Many decades later, my father is still rigid and even more set in his ways, but you wouldn’t deduce it from watching him with his grandchildren. He not only allows them to put their feet on the seat, he smiles indulgently when they jump up and down on the seats and smiles indulgently when they fall asleep on the same seat they had been trying to break.
Even more unbelievable, he turns a blind eye when they decide to do cartwheels on the table. Several times he has urged me to “let them be” when he overhears me castigate them for bad behaviour, and each time this happens, I secretly roll my eyes and wonder why no one let me be whenever I engaged in bad behaviour…
But what almost floored me with incredulity was when one of the grandchildren, a boy no less, turned up with dyed hair, only for my father to comment about how “cool” his hair looked.
Dyeing one’s hair was the last thing we could have thought of growing up – my father believed that we should embrace the natural look that God gave us, and dyeing hair, or, God-forbid sporting dreadlocks, was a sign of a criminal in the making.
This is not all, growing up, our home was the land of sukuma wiki, beans and all things healthy, while the cure for coughing and runny nose was a beaten-up raw egg, which he made us drink to the last drop. We saw stuff like soda when he was cleaning the car battery and on Christmas Day. Well, today, that home is the land of soda (the same one that was only fit for cleaning a car battery then), juice and sweets when the grandchildren land.
I guess it’s true what they say about mellowing with age.
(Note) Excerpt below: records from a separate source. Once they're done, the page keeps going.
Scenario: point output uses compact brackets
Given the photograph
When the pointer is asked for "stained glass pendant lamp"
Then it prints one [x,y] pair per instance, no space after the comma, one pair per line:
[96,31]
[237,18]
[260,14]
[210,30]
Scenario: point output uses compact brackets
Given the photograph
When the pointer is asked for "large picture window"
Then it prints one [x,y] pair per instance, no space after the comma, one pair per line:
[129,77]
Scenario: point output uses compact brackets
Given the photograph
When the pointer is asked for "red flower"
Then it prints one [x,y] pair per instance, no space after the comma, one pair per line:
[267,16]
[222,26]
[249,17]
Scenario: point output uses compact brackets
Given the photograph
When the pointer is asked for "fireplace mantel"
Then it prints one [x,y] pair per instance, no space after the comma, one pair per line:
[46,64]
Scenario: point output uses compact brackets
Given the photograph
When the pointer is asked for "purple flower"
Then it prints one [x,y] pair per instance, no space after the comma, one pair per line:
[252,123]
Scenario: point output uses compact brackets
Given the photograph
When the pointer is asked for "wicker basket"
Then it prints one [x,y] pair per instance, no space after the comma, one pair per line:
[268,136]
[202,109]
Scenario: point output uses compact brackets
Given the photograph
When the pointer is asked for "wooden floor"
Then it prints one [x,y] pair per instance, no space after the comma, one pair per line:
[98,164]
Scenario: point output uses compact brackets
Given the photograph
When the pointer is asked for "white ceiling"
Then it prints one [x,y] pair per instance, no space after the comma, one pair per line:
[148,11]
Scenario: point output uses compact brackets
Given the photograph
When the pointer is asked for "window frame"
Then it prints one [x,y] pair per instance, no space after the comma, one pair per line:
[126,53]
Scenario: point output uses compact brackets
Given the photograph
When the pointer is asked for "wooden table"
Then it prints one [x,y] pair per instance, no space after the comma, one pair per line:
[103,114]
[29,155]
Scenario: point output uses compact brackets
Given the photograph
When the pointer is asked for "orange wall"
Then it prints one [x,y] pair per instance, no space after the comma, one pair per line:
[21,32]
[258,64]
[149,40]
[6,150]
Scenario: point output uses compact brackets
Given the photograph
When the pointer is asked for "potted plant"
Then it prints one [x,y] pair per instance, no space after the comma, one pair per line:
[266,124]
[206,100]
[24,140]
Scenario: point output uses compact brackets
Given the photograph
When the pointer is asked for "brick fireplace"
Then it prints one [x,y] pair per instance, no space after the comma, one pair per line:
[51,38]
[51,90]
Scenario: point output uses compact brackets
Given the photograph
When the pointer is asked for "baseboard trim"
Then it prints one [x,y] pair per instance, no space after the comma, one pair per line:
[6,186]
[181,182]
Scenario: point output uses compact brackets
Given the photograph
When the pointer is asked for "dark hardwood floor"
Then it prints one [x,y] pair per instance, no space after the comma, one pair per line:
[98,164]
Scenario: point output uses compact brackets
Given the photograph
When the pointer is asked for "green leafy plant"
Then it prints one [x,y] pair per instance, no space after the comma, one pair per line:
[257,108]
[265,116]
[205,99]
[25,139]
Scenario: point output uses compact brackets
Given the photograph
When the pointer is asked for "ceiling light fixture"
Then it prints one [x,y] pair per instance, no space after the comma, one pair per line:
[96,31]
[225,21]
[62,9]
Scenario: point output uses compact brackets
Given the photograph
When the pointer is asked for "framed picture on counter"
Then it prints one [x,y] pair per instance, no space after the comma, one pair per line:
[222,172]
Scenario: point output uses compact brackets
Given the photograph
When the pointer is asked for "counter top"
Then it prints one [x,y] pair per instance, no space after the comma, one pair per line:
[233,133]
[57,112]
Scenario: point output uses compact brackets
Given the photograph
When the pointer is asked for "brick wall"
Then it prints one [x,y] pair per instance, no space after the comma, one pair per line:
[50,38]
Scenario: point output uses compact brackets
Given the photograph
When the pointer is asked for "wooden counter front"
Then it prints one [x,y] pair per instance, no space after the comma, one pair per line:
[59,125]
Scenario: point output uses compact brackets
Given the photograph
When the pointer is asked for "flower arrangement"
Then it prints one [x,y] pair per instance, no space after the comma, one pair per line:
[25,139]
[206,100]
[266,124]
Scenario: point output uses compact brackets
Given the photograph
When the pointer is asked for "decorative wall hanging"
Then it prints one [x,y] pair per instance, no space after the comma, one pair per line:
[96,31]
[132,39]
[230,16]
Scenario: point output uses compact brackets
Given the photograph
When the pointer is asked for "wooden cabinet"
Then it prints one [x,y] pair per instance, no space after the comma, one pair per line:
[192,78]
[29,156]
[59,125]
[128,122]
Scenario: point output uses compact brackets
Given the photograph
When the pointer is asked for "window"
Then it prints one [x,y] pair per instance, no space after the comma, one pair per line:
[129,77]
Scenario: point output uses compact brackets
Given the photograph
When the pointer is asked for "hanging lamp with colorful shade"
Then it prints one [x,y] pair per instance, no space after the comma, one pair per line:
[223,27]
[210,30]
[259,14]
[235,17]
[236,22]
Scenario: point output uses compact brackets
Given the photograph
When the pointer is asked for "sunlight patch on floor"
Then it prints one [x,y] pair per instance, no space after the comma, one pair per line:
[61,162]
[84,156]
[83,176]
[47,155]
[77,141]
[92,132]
The other day, I overheard my 10-year-old muttering to my almost three-year-old who was throwing a tantrum that he was “complicated like mum”.
I have since made peace with the fact that I am the bad cop parent, but that comment threw me off, and since I was afraid of the answer I’d get, I didn’t ask him what he meant when he described me as complicated. I wonder what my children will say about me when they become adults and get children of their own.